You gotta love these psychadelic bonus stages.

The continue system s actually really good as well. The game allows you to save progress every five levels which helps to ease the pain of failure, especially when there are a hundred stages! Continuing after falling off or being iced requires a set amount of points from your overall score so it's definitely worth collecting as many coins and pieces of fruit as possible to carry over a healthy score to subsequent stages. Additionally, collecting all five varieties of fruit gives you a shot at a bonus stage where the aim is to light up every square by touching it. There are usually a lot of coins on offer here and a load of points so reaching as many of these psychadelic-looking bonus stages as possible is well worth it and pretty much essential for your survival later on.

My personal favourite aspect of Kula World however is the minimalist design.

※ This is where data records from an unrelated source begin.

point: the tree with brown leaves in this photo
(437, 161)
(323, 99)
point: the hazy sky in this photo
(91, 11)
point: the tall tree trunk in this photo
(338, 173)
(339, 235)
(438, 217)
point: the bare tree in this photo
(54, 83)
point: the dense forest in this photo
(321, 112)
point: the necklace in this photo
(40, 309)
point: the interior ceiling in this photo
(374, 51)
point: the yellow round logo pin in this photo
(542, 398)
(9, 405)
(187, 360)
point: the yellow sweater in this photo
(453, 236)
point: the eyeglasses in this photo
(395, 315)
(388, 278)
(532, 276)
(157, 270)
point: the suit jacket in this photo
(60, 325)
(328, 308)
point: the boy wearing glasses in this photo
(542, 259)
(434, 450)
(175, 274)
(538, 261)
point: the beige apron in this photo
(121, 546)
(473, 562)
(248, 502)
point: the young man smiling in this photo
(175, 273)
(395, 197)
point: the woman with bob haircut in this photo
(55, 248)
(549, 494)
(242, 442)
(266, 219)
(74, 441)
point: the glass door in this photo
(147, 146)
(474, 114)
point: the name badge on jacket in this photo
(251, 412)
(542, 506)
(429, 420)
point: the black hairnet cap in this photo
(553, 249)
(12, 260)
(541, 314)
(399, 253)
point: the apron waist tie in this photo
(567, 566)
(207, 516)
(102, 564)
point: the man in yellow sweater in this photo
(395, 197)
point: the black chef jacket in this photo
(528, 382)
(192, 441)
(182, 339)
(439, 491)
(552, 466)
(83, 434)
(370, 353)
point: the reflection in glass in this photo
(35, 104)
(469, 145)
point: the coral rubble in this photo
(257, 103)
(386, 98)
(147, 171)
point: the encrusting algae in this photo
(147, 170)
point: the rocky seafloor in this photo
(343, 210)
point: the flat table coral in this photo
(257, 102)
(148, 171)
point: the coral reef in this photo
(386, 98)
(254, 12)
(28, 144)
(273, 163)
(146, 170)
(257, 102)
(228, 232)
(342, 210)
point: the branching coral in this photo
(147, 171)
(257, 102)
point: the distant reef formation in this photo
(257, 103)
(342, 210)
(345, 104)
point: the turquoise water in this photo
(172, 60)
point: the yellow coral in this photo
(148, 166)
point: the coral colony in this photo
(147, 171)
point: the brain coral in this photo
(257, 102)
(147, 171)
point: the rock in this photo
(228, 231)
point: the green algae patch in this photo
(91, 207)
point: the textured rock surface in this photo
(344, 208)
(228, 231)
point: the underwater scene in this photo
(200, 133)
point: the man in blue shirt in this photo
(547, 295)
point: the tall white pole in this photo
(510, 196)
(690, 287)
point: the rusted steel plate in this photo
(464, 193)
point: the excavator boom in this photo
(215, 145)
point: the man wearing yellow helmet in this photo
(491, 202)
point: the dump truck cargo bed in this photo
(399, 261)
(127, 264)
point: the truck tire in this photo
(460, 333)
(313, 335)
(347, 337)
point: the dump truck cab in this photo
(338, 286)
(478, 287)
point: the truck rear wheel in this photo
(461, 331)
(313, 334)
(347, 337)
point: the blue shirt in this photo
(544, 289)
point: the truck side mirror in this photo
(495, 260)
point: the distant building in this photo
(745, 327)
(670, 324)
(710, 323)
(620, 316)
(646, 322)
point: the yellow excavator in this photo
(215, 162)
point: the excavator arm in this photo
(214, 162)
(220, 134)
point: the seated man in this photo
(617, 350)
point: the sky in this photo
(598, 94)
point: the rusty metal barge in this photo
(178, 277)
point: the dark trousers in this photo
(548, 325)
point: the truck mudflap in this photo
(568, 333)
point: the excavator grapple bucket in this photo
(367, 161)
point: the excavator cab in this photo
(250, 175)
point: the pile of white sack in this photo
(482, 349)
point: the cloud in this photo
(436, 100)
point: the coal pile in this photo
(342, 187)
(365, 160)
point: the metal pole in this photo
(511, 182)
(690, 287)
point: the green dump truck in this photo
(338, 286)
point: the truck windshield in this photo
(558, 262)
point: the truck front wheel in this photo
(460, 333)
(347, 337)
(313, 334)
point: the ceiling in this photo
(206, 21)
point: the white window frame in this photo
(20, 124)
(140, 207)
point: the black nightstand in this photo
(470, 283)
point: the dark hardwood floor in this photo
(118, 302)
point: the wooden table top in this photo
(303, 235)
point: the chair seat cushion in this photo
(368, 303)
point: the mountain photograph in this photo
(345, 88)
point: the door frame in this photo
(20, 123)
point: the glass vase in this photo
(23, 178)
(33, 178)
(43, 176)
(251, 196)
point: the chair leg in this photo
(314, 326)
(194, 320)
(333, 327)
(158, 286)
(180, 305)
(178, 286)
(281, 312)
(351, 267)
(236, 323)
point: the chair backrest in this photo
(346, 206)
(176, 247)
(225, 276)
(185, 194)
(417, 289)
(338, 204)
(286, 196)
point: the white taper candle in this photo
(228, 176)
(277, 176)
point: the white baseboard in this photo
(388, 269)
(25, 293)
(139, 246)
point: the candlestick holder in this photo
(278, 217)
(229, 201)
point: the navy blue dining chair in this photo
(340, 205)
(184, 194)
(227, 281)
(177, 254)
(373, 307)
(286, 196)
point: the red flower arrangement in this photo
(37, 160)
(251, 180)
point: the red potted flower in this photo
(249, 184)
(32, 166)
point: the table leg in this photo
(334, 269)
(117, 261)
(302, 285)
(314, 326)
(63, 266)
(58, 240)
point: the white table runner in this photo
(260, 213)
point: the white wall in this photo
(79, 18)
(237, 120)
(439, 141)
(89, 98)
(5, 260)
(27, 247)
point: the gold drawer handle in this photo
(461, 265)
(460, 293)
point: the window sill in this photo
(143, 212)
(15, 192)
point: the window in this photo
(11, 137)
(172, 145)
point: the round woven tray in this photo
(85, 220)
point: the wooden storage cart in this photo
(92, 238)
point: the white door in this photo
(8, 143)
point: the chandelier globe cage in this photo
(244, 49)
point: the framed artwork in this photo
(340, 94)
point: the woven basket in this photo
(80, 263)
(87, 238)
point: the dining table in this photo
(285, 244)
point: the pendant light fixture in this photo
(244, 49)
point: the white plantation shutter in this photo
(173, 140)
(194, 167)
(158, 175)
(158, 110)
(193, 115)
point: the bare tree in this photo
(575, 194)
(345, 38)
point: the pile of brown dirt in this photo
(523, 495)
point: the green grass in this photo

In an age where developers were starting to use the CD-ROM format to create the most cinematic cut-scenes or most realistic environments, it was perhaps a bit brave to release a title with such sparse aesthetics. Mazes appear to be floating miles above smudgy, simple backdrops that do enough to convey the theme for that particular batch of stages and actually exude a strange sort of honest charm. The music is similarly basic and carries chilled-out vibes (even if the gameplay is getting frantic!) and an umistakable 90's sound - something else I can't get enough of.

Kula World is without a doubt a true gem of a puzzler on the Playstation. Expensive, sought-after titles that consistently pop up on "Top 10 Hidden Gems for <insert console name>" aren't always worth the money (take Squaresoft's Ehrgeiz for example) but I would argue that in this case, this is a game that is totally worth hunting down. It takes a straightforward idea for a game and uses minimalistic design to great effect - something that modern day indie titles on PSN/XBLA/Steam do so well. Luckily, you can grab this game from PSN for a few quid if you a) don't fancy a hard copy or b) want to try it out before committing to seeking out a Playstation original. However you would play Kula World, I suggest you go do it because I love this game and I think you just might too.